This is the official repository of the paper "Video Moment Retrieval from Text Queries via Single Frame Annotation" published in SIGIR 2022.
https://arxiv.org/abs/2204.09409
This project has been tested on the following conda environment.
$ conda create --name viga python=3.7
$ source activate viga
(viga)$ conda install pytorch=1.10.0 cudatoolkit=11.3.1
(viga)$ pip install numpy scipy pyyaml tqdm
This repository contains our glance annotations already. To replicate our work, one should prepare extra data and finally get the following structure.

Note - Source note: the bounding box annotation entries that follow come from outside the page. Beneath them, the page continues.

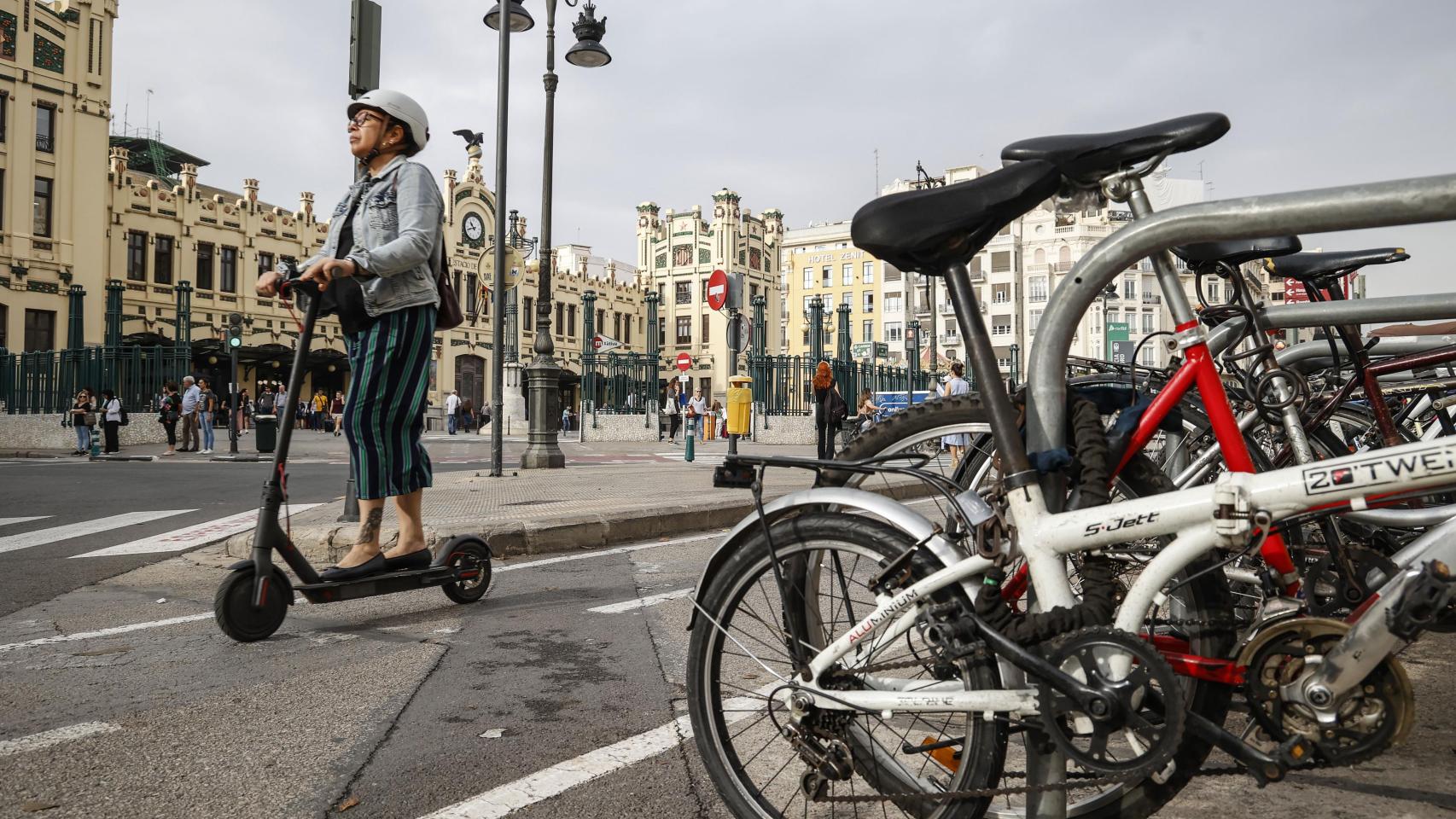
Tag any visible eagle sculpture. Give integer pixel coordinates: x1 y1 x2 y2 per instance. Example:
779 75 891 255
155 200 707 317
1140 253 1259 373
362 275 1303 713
454 128 485 148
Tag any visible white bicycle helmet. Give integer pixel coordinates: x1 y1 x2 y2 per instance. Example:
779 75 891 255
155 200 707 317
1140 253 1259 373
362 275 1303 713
349 89 429 155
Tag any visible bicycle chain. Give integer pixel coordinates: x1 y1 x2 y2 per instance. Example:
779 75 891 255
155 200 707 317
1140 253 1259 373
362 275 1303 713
812 617 1246 803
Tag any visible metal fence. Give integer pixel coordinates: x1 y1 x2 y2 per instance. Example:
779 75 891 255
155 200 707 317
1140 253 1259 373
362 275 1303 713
581 352 660 415
748 355 930 415
0 346 192 415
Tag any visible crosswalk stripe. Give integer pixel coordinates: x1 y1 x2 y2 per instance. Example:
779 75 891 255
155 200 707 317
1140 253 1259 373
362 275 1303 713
0 509 196 553
0 723 121 757
0 515 50 526
72 503 320 560
587 588 693 614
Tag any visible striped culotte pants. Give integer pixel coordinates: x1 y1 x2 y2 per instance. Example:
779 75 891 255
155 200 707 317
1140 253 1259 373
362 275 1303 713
344 304 437 501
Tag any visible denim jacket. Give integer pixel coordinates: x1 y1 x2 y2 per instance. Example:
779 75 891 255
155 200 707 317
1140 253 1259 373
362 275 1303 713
299 155 444 316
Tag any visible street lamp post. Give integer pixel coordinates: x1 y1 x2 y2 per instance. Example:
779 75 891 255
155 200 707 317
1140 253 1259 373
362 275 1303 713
485 0 536 477
485 0 612 468
1102 285 1117 361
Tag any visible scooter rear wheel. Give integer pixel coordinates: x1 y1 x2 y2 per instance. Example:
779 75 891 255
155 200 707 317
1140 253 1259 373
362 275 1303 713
213 569 293 643
440 537 491 604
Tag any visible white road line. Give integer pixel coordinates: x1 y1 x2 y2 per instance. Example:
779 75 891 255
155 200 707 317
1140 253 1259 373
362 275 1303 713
72 503 320 560
0 532 722 653
0 723 121 757
0 509 196 553
0 515 50 526
495 532 722 573
421 697 761 819
587 586 693 614
0 611 213 653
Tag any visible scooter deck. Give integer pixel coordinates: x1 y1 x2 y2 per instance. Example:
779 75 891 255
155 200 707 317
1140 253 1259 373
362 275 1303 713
293 566 460 604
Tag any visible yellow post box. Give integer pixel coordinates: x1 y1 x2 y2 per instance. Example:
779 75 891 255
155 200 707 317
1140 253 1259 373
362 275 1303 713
728 375 753 435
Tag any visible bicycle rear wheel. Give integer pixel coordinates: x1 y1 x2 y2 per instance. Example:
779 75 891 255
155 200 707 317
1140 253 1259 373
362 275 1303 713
687 514 1006 819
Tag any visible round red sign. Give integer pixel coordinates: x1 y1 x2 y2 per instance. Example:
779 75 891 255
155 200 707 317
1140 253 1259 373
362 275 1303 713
708 270 728 310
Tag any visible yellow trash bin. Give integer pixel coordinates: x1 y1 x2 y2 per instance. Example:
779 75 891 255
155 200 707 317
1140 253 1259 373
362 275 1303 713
728 375 753 435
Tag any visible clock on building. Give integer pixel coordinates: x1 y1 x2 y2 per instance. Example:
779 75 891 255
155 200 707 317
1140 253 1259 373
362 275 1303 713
460 214 485 244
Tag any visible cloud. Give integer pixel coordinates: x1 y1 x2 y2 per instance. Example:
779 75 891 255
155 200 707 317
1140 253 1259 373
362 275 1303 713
114 0 1456 293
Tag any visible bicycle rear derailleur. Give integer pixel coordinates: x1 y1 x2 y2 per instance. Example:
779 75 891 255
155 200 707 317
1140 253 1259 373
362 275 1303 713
1239 617 1415 765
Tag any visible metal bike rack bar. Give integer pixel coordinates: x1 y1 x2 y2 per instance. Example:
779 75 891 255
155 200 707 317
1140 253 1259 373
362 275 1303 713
1027 175 1456 452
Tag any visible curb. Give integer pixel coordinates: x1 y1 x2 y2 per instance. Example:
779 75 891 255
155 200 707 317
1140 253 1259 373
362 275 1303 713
224 477 916 567
87 456 157 462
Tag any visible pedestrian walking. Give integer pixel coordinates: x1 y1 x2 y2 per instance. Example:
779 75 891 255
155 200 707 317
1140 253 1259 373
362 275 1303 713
178 375 202 452
446 390 460 435
936 361 971 468
72 390 96 456
859 390 884 432
313 390 329 432
708 400 728 438
233 388 253 435
460 398 475 432
687 387 708 442
196 378 217 456
256 89 444 580
662 381 683 444
101 390 122 454
814 361 849 462
157 381 182 456
329 390 344 438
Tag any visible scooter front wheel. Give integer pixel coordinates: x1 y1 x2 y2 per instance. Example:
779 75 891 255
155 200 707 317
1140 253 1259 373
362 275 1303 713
213 569 293 643
440 537 491 604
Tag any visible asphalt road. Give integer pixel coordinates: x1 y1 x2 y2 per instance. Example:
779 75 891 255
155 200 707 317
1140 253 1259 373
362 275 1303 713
0 441 1456 819
0 432 524 614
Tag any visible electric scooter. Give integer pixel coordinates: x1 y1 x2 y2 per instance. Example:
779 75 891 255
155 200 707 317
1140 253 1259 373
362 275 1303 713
213 272 492 643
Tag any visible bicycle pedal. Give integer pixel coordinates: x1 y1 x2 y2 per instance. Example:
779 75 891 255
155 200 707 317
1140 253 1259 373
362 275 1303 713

ckpt/ our pre-trained model, available at https://drive.google.com/file/d/1S4e8XmIpiVFJKSSJ4Tig4qN0yaCwiVLs/view?usp=sharing
data/
+-- activitynetcaptions/
| +-- c3d/
| +-- annotations/
| | +-- glance/
| | | +-- train.json
| | | +-- val_1.json
| | | +-- val_2.json
| | +-- train.json downloaded
| | +-- val_1.json downloaded
| | +-- val_2.json downloaded
+-- charadessta/
| +-- i3d/
| +-- c3d/
| +-- vgg/
| +-- annotations/
| | +-- glance/
| | | +-- charades_sta_train.txt
| | | +-- charades_sta_test.txt
| | +-- charades_sta_train.txt downloaded
| | +-- charades_sta_test.txt downloaded
| | +-- Charades_v1_train.csv downloaded
| | +-- Charades_v1_test.csv downloaded
+-- tacos/
| +-- c3d/
| +-- annotations/
| | +-- glance/
| | | +-- train.json
| | | +-- test.json
| | | +-- val.json
| | +-- train.json downloaded
| | +-- test.json downloaded
| | +-- val.json downloaded
glove.840B.300d.txt downloaded from https://nlp.stanford.edu/data/glove.840B.300d.zip
Downloaded from http://activity-net.org/challenges/2016/download.html. We extracted the features from sub_activitynet_v1-3.c3d.hdf5 as individual files.
Folder contains 19994 vid.npys, each of shape (T, 500).
Downloaded from https://cs.stanford.edu/people/ranjaykrishna/densevid/
We extracted this by ourselves, due to the lack of storage resource we are currently not able to make this feature publicly available.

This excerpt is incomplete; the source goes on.